Mais nous ne le sommes pas.

Je ne sais pas quoi dire d'autre après deux confessions si horribles les unes que les autres et je ne sais pas ce qu'Ari prévoit de dire après cela.

Peut-être qu'il ne prévoit pas de dire quelque chose après tout ; ses lèvres cerise ne semblent pas décidées à s'ouvrir de sitôt. Alors, je détourne le regard de son visage pâle, replaçant une mèche teintée de rose derrière mon oreille.

Et puis tout à coup, sa main frêle se dépose timidement au sommet de mon genou recroquevillé.

Mes pupilles naviguent entre ses doigts solides et la profondeur de ses iris jade qui papillonnent sous le battement irrégulier de ses cils épais. La paume de sa main est douce ; comme le meilleur coton égyptien, ou bien les oreillers les plus chers de chez Ikea. Je me surprends à faire flotter mes propres phalanges au-dessus des siennes afin de resserrer sa poigne avec reconnaissance.

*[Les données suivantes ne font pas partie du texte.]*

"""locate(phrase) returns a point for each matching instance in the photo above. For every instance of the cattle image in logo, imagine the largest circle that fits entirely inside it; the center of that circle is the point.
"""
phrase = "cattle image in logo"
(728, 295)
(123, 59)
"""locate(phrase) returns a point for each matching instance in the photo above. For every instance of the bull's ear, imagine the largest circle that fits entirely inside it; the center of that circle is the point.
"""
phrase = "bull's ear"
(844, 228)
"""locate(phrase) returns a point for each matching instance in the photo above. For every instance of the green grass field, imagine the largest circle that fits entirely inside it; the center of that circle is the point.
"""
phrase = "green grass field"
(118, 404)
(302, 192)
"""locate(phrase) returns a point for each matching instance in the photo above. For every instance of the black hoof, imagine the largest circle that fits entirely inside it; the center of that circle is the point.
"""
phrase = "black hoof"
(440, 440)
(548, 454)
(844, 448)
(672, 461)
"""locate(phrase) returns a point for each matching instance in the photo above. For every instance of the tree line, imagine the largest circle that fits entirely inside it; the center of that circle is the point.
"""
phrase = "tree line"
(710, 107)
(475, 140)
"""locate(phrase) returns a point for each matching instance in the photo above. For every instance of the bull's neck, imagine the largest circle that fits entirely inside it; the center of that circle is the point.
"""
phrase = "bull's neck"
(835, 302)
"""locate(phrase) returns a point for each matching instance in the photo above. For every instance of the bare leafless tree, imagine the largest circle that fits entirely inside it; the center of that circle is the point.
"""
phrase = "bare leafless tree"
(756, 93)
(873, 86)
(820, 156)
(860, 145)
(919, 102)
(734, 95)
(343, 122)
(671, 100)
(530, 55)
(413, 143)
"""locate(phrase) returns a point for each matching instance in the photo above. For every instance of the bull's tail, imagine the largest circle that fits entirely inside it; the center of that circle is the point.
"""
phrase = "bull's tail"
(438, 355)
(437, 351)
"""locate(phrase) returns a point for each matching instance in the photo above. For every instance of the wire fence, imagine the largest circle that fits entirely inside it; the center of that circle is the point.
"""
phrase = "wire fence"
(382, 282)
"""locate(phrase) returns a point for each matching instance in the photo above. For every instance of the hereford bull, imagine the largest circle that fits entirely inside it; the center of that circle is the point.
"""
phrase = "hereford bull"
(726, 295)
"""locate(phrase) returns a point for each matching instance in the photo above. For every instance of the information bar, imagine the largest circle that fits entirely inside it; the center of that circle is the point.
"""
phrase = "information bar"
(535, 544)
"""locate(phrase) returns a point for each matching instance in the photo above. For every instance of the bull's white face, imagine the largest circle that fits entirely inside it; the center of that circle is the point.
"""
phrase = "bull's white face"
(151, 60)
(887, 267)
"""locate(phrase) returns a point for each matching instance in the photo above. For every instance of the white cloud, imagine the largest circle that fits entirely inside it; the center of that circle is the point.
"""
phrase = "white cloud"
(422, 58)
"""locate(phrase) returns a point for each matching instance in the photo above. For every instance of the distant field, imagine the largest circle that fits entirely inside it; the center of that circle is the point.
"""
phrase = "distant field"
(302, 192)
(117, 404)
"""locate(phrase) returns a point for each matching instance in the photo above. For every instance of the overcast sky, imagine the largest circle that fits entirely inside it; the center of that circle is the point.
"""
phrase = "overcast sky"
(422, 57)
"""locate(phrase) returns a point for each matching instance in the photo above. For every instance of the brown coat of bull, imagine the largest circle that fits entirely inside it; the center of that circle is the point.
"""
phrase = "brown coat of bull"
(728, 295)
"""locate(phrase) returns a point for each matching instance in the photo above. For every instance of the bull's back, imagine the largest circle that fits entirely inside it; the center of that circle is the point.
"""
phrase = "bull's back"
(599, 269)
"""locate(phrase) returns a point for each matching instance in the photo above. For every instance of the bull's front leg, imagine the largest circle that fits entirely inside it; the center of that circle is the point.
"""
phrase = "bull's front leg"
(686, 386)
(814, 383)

Un doux sourire se propage sur ses traits.

— On devrait remonter, lance-t-il enfin.

Et même si ses paroles ont le pouvoir d'anéantir les quelques heures de joie et de bonheur que j'ai pu passer dans cet endroit si peu approprié, je sais qu'il a raison. Le bal touche à sa fin et je dois bien finir par me rendre à l'évidence que cette soirée n'est pas éternelle. J'accorde mon autorisation à Ari qui se lève avec indolence de sa position inconfortable, pour la seconde fois de la soirée. Il me présente à nouveau sa main, afin de me donner l'impulsion nécessaire pour que je me lève à mon tour.

Mais lorsque les notes de la musique suivante viennent caresser les parois qui nous séparent de la grande salle, mes dents se serrent aussitôt ; c'est un slow.